Entity restructuring. The debtor transfers operations to a new company, leaving the original entity as an empty shell. This is why speed matters critically in Dubai — the faster you file, the harder it is for the debtor to restructure away from your claim.
Frequently Asked Questions
What's the statute of limitations for debt collection in Dubai?
Under UAE federal law, the general limitation period for commercial claims is 15 years. Under the Commercial Transactions Law, claims between merchants may have a shorter limitation of 10 years. For DIFC-governed contracts, the limitation follows English common law — typically 6 years for contractual claims. These are outer boundaries. Practically, a debt older than 2-3 years is significantly harder to recover regardless of the legal limitation, because debtors restructure and evidence degrades over time.
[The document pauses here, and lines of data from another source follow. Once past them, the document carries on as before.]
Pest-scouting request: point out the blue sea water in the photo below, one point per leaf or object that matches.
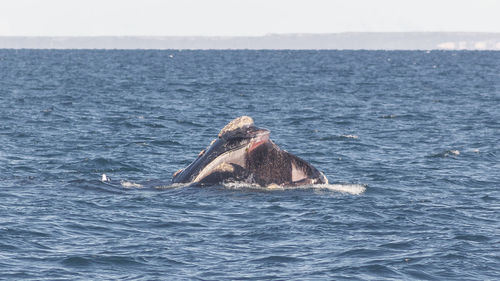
(409, 140)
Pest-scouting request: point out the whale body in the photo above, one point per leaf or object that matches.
(244, 153)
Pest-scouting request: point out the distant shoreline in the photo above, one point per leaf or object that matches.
(330, 41)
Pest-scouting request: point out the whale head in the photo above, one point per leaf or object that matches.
(226, 155)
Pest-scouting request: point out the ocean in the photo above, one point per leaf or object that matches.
(409, 140)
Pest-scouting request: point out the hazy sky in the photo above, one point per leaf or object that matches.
(242, 17)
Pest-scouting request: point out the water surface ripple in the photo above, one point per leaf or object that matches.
(419, 130)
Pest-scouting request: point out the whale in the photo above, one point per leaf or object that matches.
(243, 152)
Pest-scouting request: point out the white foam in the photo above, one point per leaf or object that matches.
(129, 184)
(105, 178)
(354, 189)
(174, 185)
(350, 136)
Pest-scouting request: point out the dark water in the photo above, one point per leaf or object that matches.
(421, 131)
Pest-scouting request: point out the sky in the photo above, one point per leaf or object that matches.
(242, 17)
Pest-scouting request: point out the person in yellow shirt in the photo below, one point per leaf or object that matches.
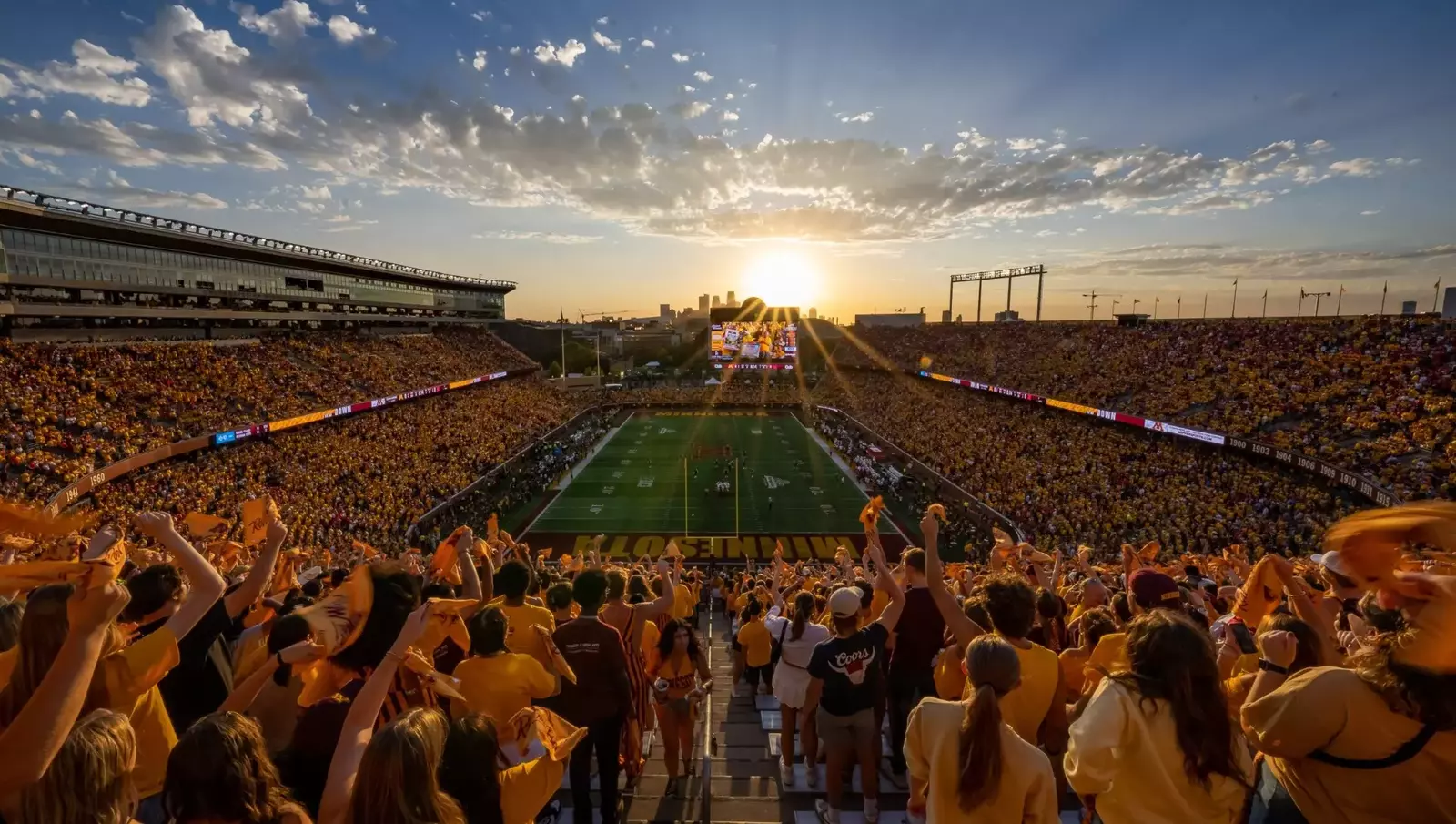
(1096, 624)
(126, 678)
(497, 682)
(756, 649)
(1037, 707)
(470, 775)
(1155, 744)
(511, 581)
(966, 763)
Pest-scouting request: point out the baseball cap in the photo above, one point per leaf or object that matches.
(1152, 588)
(844, 602)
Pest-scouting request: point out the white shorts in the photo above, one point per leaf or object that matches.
(791, 685)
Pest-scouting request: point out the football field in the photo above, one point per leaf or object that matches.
(660, 473)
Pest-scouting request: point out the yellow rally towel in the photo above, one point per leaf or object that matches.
(555, 733)
(87, 574)
(870, 515)
(443, 685)
(1431, 642)
(201, 526)
(446, 559)
(1259, 595)
(1369, 544)
(555, 654)
(35, 522)
(16, 544)
(444, 622)
(257, 513)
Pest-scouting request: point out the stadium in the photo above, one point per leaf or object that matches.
(371, 411)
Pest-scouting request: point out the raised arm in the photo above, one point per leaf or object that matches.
(664, 603)
(206, 585)
(359, 726)
(40, 729)
(261, 573)
(963, 627)
(885, 581)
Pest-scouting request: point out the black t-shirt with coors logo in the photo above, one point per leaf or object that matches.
(851, 670)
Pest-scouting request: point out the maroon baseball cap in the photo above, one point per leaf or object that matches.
(1152, 588)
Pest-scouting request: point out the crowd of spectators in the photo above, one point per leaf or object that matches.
(69, 410)
(363, 478)
(1368, 393)
(1065, 479)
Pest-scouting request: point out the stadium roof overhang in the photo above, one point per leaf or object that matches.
(38, 211)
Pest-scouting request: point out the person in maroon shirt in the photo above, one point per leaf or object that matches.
(601, 700)
(912, 661)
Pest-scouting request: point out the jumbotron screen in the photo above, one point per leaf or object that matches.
(771, 342)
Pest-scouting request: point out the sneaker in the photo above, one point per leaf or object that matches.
(810, 775)
(826, 813)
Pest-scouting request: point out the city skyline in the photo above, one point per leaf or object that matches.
(839, 156)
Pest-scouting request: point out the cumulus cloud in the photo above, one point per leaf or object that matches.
(1356, 168)
(606, 43)
(94, 73)
(213, 77)
(114, 189)
(346, 31)
(284, 25)
(691, 109)
(539, 236)
(567, 54)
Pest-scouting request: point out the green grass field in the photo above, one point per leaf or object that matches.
(637, 483)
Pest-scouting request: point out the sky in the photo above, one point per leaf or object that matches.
(844, 155)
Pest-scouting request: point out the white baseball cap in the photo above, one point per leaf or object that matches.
(844, 602)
Can I collect interest on the debt?
If your contract specifies a late payment interest rate, UAE courts generally enforce it — subject to judicial discretion on whether the rate is reasonable. If the contract doesn't specify interest, the court may award interest at the prevailing commercial rate from the date of the demand or filing. Interest provisions in DIFC Courts follow English common law principles. In all cases, the contractual terms govern — which is why well-drafted payment clauses in your original contract are your strongest weapon.
Do I need a lawyer or a collection agency?
For most international creditors, the answer is a collection agency with integrated legal capability. A standalone lawyer can handle court proceedings but doesn't provide amicable collection — the phase that resolves 60-70% of cases without court involvement. A standalone collection agency without legal capability hits a wall when amicable methods fail. The ideal is one team that handles the entire lifecycle: assessment, amicable collection, legal escalation, and enforcement — with no handoff gaps between phases.